Contribution long abstract:
This paper examines the representations of the dancing and performing body on film from colonial Indonesia (formerly the Dutch East Indies), focusing specifically on the “official” documentary films produced by the Dutch colonial government from 1912-1942. Similar to the colonial expositions and museums that were popular in the late nineteenth and early twentieth centuries, the films were used primarily to display the wealth, strength and scope of Dutch imperialism, a filmic inventory of the empire’s vast proprietary and economic holdings, including its colonial subjects. According to Ian Aitken and Camille Deprez in the anthology The Colonial Documentary Film in South and South-East Asia, “the highest number of non-fiction films made by any colonial government was, in all probability, produced by the Dutch in the East Indies” (2016: 10).
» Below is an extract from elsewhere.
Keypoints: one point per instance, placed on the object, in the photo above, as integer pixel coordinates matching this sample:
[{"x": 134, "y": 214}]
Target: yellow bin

Given the size of the Dutch colonial film archive, and the ubiquity of Indonesian people in motion, dancing or otherwise, on celluloid display in the films, there has been insufficient critical inquiry and study on the corporeal dimensions and implications of documenting and representing colonized subjectivities on film. This paper seeks to address this lacunae by interrogating the ways in which cinematic technology was used by colonial systems of power to shape and control the construction of knowledge surrounding the colonial subject, performance, and embodiment. While the film format enables audiences to view the surviving colonial films even in the present day, the sharing and circulation of digitized and further decontextualized versions of the films online also produce novel implications and complications.